La révélation intentionnelle des secrets professionnels, en dehors des cas prévus par la loi, expose son auteur à une peine d’emprisonnement d’un an et à une amende de 15 000 euros16. Toutefois, des sanctions pénales particulières sont prévues en cas de violation des dispositions de la loi sur l’informatique, les fichiers et les libertés, les condamnations peuvent aller jusqu’à cinq ans d’emprisonnement et de 300 000 euros d’amende17.

Le fonctionnaire poursuivi pénalement peut être suspendu et il peut faire l’objet d’une procédure disciplinaire. Par exemple, constitue un manquement à ses obligations en matière de secret professionnel le fait pour un agent de diffuser largement auprès de ses collègues de travail et de sa hiérarchie, en utilisant la messagerie électronique professionnelle, des notes et des rapports contenant de nombreuses informations à caractère fiscal recueillies notamment au cours d’opérations de vérification de comptabilité de sociétés, justifiant que lui soit infligée une sanction disciplinaire18.
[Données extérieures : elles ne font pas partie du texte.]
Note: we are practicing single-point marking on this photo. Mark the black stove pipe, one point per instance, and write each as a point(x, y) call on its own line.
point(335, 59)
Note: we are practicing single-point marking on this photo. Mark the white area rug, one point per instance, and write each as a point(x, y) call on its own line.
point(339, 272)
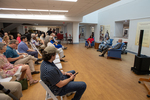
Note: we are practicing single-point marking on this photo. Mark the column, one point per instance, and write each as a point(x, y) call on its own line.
point(75, 32)
point(87, 31)
point(97, 32)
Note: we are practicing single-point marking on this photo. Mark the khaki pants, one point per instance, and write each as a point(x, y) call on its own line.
point(14, 87)
point(27, 60)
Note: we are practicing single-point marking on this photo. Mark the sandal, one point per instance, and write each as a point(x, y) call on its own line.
point(34, 82)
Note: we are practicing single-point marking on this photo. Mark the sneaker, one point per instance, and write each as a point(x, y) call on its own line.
point(69, 94)
point(39, 59)
point(64, 48)
point(35, 72)
point(62, 60)
point(64, 56)
point(101, 55)
point(37, 63)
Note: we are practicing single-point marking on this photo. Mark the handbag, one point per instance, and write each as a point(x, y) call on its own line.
point(24, 83)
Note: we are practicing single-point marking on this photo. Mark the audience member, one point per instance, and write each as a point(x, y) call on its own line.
point(60, 50)
point(14, 58)
point(92, 34)
point(6, 39)
point(15, 89)
point(90, 40)
point(8, 70)
point(18, 37)
point(55, 42)
point(42, 37)
point(11, 37)
point(5, 34)
point(103, 44)
point(106, 35)
point(2, 31)
point(1, 38)
point(49, 31)
point(59, 82)
point(117, 46)
point(23, 48)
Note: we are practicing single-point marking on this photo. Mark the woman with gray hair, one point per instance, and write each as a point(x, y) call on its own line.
point(60, 50)
point(8, 70)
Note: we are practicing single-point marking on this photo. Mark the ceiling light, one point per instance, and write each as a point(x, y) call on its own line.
point(12, 9)
point(36, 10)
point(35, 17)
point(58, 10)
point(68, 0)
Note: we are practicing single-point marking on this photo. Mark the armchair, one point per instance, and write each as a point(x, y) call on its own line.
point(60, 36)
point(115, 53)
point(111, 40)
point(92, 44)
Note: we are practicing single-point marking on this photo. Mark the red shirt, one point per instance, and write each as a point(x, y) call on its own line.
point(90, 39)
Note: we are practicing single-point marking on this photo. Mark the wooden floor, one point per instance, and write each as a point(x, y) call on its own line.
point(106, 79)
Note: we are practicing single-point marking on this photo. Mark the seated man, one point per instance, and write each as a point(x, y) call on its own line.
point(14, 58)
point(54, 41)
point(23, 48)
point(90, 40)
point(102, 45)
point(117, 46)
point(59, 82)
point(60, 50)
point(15, 89)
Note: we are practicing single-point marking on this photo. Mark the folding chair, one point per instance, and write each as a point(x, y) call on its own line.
point(49, 93)
point(34, 47)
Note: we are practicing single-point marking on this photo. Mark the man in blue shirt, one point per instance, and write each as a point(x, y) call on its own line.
point(23, 48)
point(117, 46)
point(59, 82)
point(14, 58)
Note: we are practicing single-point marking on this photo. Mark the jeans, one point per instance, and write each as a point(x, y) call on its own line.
point(72, 86)
point(33, 53)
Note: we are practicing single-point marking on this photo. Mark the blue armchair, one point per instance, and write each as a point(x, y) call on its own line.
point(115, 53)
point(92, 44)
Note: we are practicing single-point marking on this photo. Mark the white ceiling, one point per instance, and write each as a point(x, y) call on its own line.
point(76, 9)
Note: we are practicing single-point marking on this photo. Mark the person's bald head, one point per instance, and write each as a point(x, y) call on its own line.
point(120, 40)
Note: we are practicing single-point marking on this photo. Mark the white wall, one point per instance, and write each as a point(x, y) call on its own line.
point(69, 28)
point(90, 18)
point(1, 25)
point(118, 29)
point(21, 29)
point(135, 11)
point(42, 28)
point(75, 32)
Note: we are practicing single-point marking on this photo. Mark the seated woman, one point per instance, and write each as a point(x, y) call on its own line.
point(103, 44)
point(15, 89)
point(6, 39)
point(60, 50)
point(9, 70)
point(55, 44)
point(19, 37)
point(90, 40)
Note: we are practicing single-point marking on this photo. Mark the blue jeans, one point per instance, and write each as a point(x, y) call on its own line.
point(33, 53)
point(72, 86)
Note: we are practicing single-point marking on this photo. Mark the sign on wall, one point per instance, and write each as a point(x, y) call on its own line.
point(146, 37)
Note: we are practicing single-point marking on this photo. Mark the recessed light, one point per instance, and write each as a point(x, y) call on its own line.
point(58, 10)
point(67, 0)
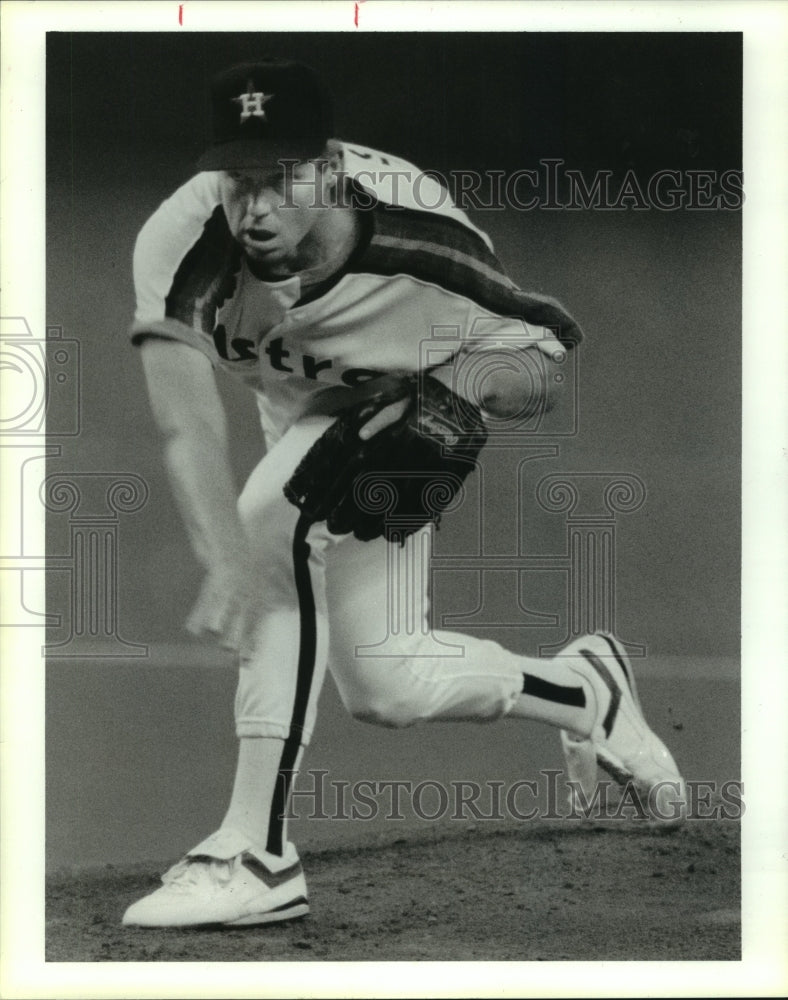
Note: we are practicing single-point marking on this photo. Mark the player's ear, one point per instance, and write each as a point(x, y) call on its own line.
point(335, 157)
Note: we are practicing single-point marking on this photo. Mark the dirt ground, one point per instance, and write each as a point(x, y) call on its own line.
point(547, 892)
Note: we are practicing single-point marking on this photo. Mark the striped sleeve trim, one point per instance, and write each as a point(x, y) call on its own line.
point(443, 252)
point(437, 249)
point(207, 275)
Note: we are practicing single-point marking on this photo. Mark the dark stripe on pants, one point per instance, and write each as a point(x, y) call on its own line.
point(306, 668)
point(538, 688)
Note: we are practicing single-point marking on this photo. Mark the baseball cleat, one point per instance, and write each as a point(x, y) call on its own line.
point(225, 881)
point(624, 744)
point(580, 759)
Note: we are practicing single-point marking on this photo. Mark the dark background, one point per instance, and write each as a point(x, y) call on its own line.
point(658, 294)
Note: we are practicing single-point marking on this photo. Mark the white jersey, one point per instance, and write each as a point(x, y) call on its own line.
point(421, 284)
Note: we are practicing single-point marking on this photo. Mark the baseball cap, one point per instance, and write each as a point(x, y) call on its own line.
point(266, 111)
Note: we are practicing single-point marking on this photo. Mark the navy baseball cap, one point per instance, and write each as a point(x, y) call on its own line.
point(266, 111)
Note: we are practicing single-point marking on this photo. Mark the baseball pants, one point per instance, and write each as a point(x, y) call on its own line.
point(360, 608)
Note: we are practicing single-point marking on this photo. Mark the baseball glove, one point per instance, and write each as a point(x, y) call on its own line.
point(396, 481)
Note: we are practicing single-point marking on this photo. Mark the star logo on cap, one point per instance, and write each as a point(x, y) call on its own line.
point(252, 103)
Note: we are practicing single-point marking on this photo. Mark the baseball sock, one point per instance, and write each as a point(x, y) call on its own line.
point(256, 776)
point(554, 693)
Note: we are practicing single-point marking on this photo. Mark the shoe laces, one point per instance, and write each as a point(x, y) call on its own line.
point(198, 872)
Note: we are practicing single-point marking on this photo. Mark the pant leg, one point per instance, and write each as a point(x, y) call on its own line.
point(279, 682)
point(389, 666)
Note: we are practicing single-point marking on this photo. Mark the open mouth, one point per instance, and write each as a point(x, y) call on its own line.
point(259, 235)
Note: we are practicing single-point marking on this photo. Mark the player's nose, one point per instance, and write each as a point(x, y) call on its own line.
point(261, 202)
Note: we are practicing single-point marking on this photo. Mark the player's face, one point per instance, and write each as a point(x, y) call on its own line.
point(277, 214)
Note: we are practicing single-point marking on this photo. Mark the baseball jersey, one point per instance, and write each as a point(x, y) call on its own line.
point(421, 285)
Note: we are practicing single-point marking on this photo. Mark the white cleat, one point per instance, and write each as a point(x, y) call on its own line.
point(622, 743)
point(224, 880)
point(580, 757)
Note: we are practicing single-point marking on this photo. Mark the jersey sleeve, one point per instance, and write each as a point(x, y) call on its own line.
point(400, 184)
point(185, 265)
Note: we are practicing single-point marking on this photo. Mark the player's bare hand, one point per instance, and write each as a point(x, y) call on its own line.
point(384, 418)
point(227, 609)
point(527, 382)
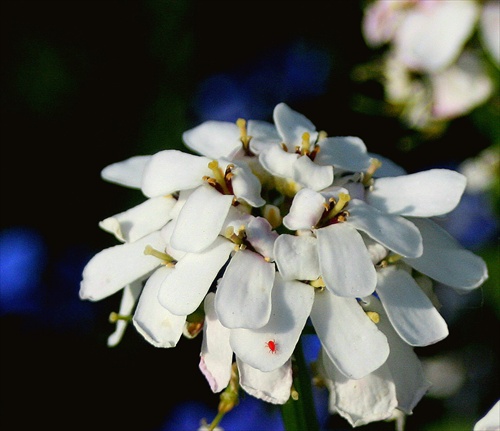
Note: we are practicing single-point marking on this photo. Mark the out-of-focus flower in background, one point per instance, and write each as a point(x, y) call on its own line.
point(436, 60)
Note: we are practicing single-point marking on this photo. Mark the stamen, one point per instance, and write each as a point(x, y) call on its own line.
point(389, 260)
point(373, 315)
point(368, 175)
point(338, 207)
point(273, 215)
point(306, 144)
point(235, 236)
point(393, 258)
point(314, 152)
point(244, 138)
point(294, 394)
point(164, 257)
point(114, 317)
point(219, 177)
point(318, 283)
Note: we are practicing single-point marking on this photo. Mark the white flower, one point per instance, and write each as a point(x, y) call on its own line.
point(217, 184)
point(436, 40)
point(217, 357)
point(399, 383)
point(337, 254)
point(305, 157)
point(490, 421)
point(244, 289)
point(490, 29)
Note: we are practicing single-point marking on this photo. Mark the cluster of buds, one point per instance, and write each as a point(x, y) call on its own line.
point(272, 229)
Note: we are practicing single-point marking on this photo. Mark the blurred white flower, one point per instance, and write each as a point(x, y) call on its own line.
point(490, 421)
point(433, 68)
point(254, 240)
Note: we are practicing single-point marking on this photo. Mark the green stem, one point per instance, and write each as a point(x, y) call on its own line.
point(300, 414)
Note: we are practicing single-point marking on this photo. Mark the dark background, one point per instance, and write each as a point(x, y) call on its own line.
point(88, 83)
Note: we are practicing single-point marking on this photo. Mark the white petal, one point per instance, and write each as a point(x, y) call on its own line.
point(489, 29)
point(166, 233)
point(344, 152)
point(185, 288)
point(113, 268)
point(306, 210)
point(297, 257)
point(409, 309)
point(361, 401)
point(246, 186)
point(312, 175)
point(405, 366)
point(216, 353)
point(345, 264)
point(263, 135)
point(201, 219)
point(353, 342)
point(431, 37)
point(272, 387)
point(129, 298)
point(277, 161)
point(243, 298)
point(292, 125)
point(291, 305)
point(136, 222)
point(445, 260)
point(155, 323)
point(423, 194)
point(262, 237)
point(127, 173)
point(236, 220)
point(388, 168)
point(490, 421)
point(394, 232)
point(171, 170)
point(213, 139)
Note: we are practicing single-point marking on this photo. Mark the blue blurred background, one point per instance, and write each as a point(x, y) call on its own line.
point(88, 83)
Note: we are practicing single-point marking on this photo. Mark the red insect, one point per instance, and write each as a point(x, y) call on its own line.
point(272, 346)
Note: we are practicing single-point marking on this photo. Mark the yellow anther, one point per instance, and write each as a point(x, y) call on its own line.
point(273, 215)
point(368, 175)
point(114, 317)
point(318, 283)
point(393, 258)
point(306, 144)
point(294, 394)
point(164, 257)
point(389, 260)
point(338, 207)
point(219, 177)
point(373, 315)
point(342, 202)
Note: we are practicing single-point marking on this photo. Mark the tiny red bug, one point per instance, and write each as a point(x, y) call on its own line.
point(272, 346)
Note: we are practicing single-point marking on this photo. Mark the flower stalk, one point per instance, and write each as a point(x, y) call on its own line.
point(299, 412)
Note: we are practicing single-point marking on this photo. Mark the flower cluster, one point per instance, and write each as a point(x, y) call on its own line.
point(440, 58)
point(273, 229)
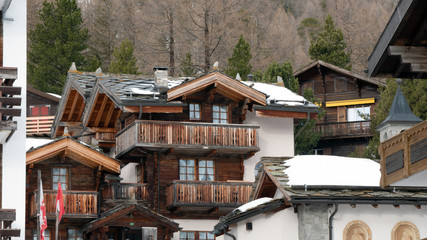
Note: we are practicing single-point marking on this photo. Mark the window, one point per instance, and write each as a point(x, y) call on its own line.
point(220, 114)
point(186, 169)
point(46, 234)
point(187, 235)
point(74, 234)
point(205, 169)
point(60, 174)
point(39, 110)
point(196, 236)
point(206, 236)
point(355, 113)
point(194, 110)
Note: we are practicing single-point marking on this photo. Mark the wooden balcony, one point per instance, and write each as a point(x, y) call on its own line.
point(185, 136)
point(125, 192)
point(39, 125)
point(344, 129)
point(77, 204)
point(404, 154)
point(207, 194)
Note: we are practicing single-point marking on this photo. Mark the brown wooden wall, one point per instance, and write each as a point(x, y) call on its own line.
point(35, 100)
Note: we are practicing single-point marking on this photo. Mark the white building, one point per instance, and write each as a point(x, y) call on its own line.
point(327, 197)
point(14, 45)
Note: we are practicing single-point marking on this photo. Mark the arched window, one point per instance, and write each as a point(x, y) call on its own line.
point(405, 231)
point(357, 230)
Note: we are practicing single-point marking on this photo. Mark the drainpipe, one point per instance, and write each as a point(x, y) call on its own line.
point(228, 234)
point(331, 227)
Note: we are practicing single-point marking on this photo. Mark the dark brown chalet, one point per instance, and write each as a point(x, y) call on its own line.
point(41, 109)
point(93, 198)
point(185, 138)
point(344, 96)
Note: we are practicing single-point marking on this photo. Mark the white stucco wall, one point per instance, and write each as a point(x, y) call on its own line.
point(196, 225)
point(15, 55)
point(128, 173)
point(276, 139)
point(279, 225)
point(380, 220)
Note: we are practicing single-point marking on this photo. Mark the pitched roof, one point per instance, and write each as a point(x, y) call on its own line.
point(400, 112)
point(75, 150)
point(223, 84)
point(123, 210)
point(375, 81)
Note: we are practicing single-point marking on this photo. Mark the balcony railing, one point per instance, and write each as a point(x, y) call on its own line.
point(209, 194)
point(344, 129)
point(39, 125)
point(77, 204)
point(161, 134)
point(126, 191)
point(404, 154)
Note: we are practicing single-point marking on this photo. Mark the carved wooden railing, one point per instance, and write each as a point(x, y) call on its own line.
point(39, 125)
point(344, 129)
point(163, 133)
point(126, 191)
point(404, 154)
point(210, 194)
point(82, 204)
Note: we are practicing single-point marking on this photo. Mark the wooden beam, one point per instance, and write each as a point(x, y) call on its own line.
point(109, 114)
point(210, 153)
point(169, 151)
point(98, 117)
point(73, 104)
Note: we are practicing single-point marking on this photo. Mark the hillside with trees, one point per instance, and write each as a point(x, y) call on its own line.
point(166, 32)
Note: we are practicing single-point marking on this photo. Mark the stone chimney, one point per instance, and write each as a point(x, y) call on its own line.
point(400, 117)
Le juge pénal apprécie plus sévèrement les manquements au secret professionnel lorsqu’un administré a confié des informations à un agent public qui était chargé de les recueillir ; que dans la circonstance où des informations sont parvenues fortuitement à la connaissance d’un agent public.


Références :

  1. Article 1-1 du décret n° 86-83 du 17 janvier 1986, relatif aux dispositions générales applicables aux agents contractuels de l’Etat ; article 1-1 du décret n° 88-145 du 15 février 1988, relatif aux agents contractuels de la fonction publique territoriale ; et article 1-1 du décret n° 91-155 du 6 février 1991, relatif aux dispositions générales applicables aux agents contractuels de la fonction publique hospitalière ;
  2. Article L121-6 du CGFP ;
  3. Cass.crim., 25 janvier 1968, pourvoi n° 66-93.877 ;
  4. Article 226-22 du code pénal ;
  5. Articles L311-3 et L311-6 du code des relation entre le public et l’administration ;
  6. CE, 11 février 1972, Sieur Crochette, requête n° 76799 ;
  7. CE, 31 mai 1995, requête n° 114744 ;
  8. CE, 9 juin 2006, requête n° 275937 ;
  9. Voir note 7. ;
  10. CE, 16 février 2024, requête n° 467533 ;
  11. Article 40 du code de procédure pénale ;
  12. Article L3113-1 du code de la santé publique ;
  13. Article L83 du livre des procédures fiscales ;
  14. Article L226-2-2 du code de l’action sociale et des familles ;
  15. CE, 14 décembre 1988, Département des Hauts-de-Seine, requête n° 68209 ;
  16. Article 226-13 du code pénal ;
  17. Article 226-22 du code pénal ;
  18. CAA Bordeaux, 15 novembre 2010, Ministre du budget, des comptes publiques, de la fonction publique et de la réforme de l’Etat, requête n° 09BX02805.